Chad explained nowadays it's about healthy nutrition and good exercise, truly a lesson just about everyone could hear — especially after a second piece of pie or another plate of food.

"I don’t even like using the word cutting weight," coach Williams said. "For the last ten years I’ve been coaching it’s about weight management. It’s proper diet ... I’ve kind of made up a wrestling diet (for the team). It’s high in protein, it’s got a lot of fiber in it and stuff like that. You stay away from processed foods, fatty foods."

That strategy doesn't stop just because the calendar says it's time for Thanksgiving dinner. In particular, Bridger — who spent Wednesday after practice chopping wood — simply doubles down on that focus.

It's what makes him one of the favorites for a state title this season.


For two years now, Bridger has placed at state. None were closer to a state title than his third-place finish last year in the 138-pound weight class. His lone loss in Billings came to eventual state champion Riley Gurr of Frenchtown. Gurr was a two-time state champion in Montana. He also won placed second in the Washington state tournament as a freshman and won it all in the Evergreen State as a sophomore before moving to Montana. 

"I knew last year was going to be a hard one because of Riley Gurr and there were a lot of people that were going to run away from him," Bridger said. "Me and my dad talked about it and we weren’t scared of him, so we went after it."

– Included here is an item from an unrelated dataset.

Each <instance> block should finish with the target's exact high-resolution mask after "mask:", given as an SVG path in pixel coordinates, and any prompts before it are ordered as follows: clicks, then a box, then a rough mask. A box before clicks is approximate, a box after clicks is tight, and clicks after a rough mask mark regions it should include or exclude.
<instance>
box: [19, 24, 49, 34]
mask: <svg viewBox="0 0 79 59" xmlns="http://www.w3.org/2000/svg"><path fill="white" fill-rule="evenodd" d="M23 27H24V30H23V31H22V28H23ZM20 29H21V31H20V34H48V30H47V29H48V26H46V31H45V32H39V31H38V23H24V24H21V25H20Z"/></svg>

Gurr, however, scored a pin late in the second period to advance to the championship match. Bridger went on to win the third-place match with a pin in the first period.

That loss in the semi's renewed Bridger's focus, however, one that his father — and coach — said he's seen before.

It's a focus that you find in state champions.

"Honestly, when he gets to this level and we’ve seen it before: Brady Anderson, Manny Rivera, some of my other guys that were top wrestlers and even my son, Bridger’s older brother is the captain of the Dickinson State wrestling team," Chad said of his past wrestlers who have had success. "When they get so focused, that’s it.

"...(Bridger's) looking for (a state title). He’s hungry."